Sean tells Derek about the shock of his life. Moreover, he is prepared to go to jail if he must to report the woman’s imprisonment in the house. Mind you, no matter how scrupulously Sean has cleaned up after himself, the serial killer suspects something is amiss. Sean phones the police from a pay phone. When they arrive, the persuasive Erendreich convinces the authorities nothing is wrong, and he introduces them to his date for the evening. Satisfied, the police leave, while hidden nearby in his late-model Volkswagen, Sean smolders with rage. It doesn’t take long for Erendreich to identify Sean as the burglar, and he attaches a homing device to our hero’s Volkswagen. Later, he breaks into Sean’s apartment while Sean is showering, hacks his computer, and clones his phone! Afterward, he downloads a partially nude picture Sean snapped of his girlfriend, Riley Seabrook (Jacqueline Byers of “Ordinary Days”), and sends the nude photo to everybody in one of her classes. Afterward, she vows to have nothing to do with Sean. Eventually, the clueless Sean realizes what Erendreich has done and contacts the FBI. At first, the Feds treat Sean’s claims with skepticism.
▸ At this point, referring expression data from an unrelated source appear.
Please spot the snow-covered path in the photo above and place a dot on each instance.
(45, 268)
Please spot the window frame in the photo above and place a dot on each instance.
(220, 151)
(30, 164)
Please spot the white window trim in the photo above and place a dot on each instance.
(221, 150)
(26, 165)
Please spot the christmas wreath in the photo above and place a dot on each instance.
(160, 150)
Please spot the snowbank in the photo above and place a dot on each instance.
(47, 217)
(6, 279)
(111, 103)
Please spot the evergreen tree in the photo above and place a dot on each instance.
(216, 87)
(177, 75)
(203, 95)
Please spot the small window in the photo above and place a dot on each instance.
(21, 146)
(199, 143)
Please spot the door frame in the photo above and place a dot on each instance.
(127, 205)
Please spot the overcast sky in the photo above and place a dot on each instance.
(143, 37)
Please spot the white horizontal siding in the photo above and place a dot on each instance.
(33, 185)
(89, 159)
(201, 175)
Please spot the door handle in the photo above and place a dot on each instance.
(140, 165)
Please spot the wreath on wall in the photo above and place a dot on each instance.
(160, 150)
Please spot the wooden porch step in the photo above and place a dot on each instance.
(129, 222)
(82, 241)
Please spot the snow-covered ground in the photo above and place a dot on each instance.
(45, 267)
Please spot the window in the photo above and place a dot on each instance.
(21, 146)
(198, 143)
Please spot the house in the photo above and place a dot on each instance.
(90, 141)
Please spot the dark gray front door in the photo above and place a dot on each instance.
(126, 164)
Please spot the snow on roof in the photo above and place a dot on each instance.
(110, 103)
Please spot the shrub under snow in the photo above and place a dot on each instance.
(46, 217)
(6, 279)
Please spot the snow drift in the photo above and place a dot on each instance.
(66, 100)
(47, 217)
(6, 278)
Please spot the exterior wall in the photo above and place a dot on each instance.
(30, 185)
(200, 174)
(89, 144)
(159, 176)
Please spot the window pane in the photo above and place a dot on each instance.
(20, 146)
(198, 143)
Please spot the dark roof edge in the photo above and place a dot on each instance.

Loyal fans of the cult British sci-fi television series “Dr. Who” may have a hard time handling the tenth Dr. Who as a deranged serial killer who grew up beating horses during his youth. Nevertheless, Tennant delivers a gripping performance as a dastardly adversary. Earlier, Tennant played a villain every bit as obnoxious as his “Bad Samaritan” character in the first season of the Netflix Marvel series “Jessica Jones” where he hypnotized people to kill themselves. The actors and actresses who haven’t established themselves as names yet are the sympathetic heroes. Like the best white-knuckled suspense thrillers, “Bad Samaritan” keeps the egotistical Erendreich two steps ahead of our amateur hero until the final quarter hour. Up until that ultimate confrontation, Erendreich doesn’t overlook anything before he commits one last profoundly spontaneous error.